B31E-0063:
Response of a Microbial Iron Cycling Ecosystem From a Glacial Meltwater Stream to Perturbations in Organic Matter Availibility.
Wednesday, 17 December 2014
Timothy Bush1, Ian B Butler1, Helen Williamson1, Sophie L. Nixon2, Claire Cousins1, Casey Catherine Bryce1, Mark Fox-Powell1, Andrew Free1 and Rosalind Allen1, (1)University of Edinburgh, Edinburgh, United Kingdom, (2)University of Edinburgh, Edinburgh, EH9, United Kingdom
Abstract:
Microbial iron cycling plays an essential role in biogeochemistry, but iron-cycling microbial ecosystems are mainly studied in situ, making it difficult to apply well-controlled perturbations. The iron cycle is strongly coupled to other biogeochemical cycles (particularly the sulfur cycle) and thus its response to perturbations has wide significance. The microbial iron cycle in glacial environments is important as glacial runoff is thought to contribute significant concentrations of free iron to the global iron cycle annually. We have used iron-cycling sediment-water microbial microcosms (Winogradsky columns) as a controlled experimental model in which to study the response to perturbations of iron-cycling microbial ecosystems, using sediment from a high altitude glacial meltwater stream.
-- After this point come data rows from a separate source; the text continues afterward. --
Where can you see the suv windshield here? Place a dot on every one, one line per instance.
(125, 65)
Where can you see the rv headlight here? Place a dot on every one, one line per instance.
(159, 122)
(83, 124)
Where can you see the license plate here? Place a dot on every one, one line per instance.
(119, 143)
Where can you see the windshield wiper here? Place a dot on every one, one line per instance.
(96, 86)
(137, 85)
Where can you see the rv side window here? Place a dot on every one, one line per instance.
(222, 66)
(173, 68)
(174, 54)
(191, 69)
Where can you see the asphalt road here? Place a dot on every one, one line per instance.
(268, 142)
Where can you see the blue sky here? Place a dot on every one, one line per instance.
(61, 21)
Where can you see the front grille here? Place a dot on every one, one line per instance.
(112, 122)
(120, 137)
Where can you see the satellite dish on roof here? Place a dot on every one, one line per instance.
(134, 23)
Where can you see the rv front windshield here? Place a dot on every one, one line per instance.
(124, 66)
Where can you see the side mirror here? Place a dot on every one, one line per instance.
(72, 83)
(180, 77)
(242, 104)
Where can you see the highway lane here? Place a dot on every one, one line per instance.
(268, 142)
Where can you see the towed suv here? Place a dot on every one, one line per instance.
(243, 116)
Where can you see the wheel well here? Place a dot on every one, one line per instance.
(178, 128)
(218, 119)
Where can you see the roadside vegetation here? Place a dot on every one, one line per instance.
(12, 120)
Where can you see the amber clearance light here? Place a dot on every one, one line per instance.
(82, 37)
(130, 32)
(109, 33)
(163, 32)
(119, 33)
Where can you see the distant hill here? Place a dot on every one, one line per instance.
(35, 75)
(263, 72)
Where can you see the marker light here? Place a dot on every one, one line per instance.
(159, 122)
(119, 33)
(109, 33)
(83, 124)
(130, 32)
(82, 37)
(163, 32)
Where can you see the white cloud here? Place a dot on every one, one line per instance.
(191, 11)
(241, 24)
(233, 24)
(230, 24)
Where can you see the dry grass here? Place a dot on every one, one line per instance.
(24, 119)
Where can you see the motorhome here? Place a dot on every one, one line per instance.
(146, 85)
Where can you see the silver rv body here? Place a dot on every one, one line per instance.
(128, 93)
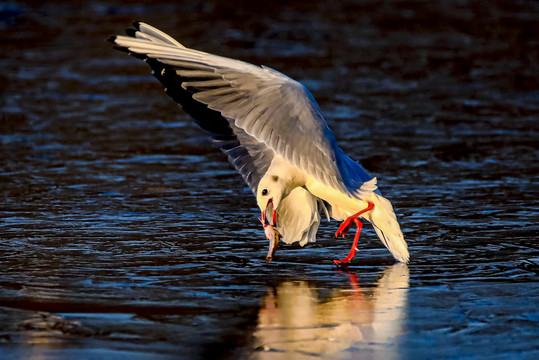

The microbial iron cycle in glacial environments is important as glacial runoff is thought to contribute significant concentrations of free iron to the global iron cycle annually. We analyse ecosystem state by measuring detailed depth profiles of free iron and oxygen. Upon adding organic matter we observe a sudden transition to a reduced state (dominated by Fe2+) . We hypothesize that this occurs because higher concentrations of organic matter stimulate the microbial reduction of ferrihydrite (the iron source), by providing increased availability of electron donors for the reduction of iron. Using high-throughput sequencing we also analyse how the microbial community changes with the perturbation. As well as providing insight into present-day biogeochemical cycles, our results may also have implications for ancient environments, such as ferruginous Proterozoic oceans.